Vient ensuite la reconstitution d’un bureau d’officier allemand, avec une exposition de tous les instruments de torture. Et après, les quatre cellules collectives, les « trams ». Les prisonniers nouvellement débarqués devaient attendre dans cette salle, assis, bien droit, sans bouger ni parler, le regard droit devant, qu’ils se fassent interroger. Cela pouvait durer deux ou trois jours. Si un prisonnier osait bougeait, il n’était pas rare qu’il soit battu à mort. Dans ce couloir, une note sur le mur indique que le plancher sous mes pieds était en permanence couvert du sang des prisonniers torturés à mort. Les cadavres de ceux qui n’avaient pas survécus étaient allongés là, contre le mur, en attendant que quelqu’un prenne la peine de s’en occuper. Et toujours ces bruits de bottes.

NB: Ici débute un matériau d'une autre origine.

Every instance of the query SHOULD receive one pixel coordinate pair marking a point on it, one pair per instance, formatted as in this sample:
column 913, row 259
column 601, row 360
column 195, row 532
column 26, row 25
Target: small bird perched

2477136-The_Tram_Warsaw.jpg

Les trams

 

Clairement, Szucha est le plus glauque des deux musées. On en fait le tour en trente minutes, mais c’est bien assez. Certaines personnes ne peuvent clairement pas supporter. D’ailleurs, l’entrée est interdite aux visiteurs de moins de 14 ans.

 

Pour conclure, je copie ici le texte écrit en gros à l’entrée du musée, d’après une inscription sur un mur de cellule :

 

It is easy to speak about Poland.

It is harder to work for her.

Even harder to die for her.

And the hardest to suffer for her.

 

Il est facile de parler de la Pologne.

Il est plus dur de travailler pour elle.

Encore plus dur de mourir pour elle.

Et le plus dur est de souffrir pour elle.

 

Je vous donne rendez-vous à très bientôt pour de nouveaux périples en Pologne (comment j’ai cassé l’ambiance, là).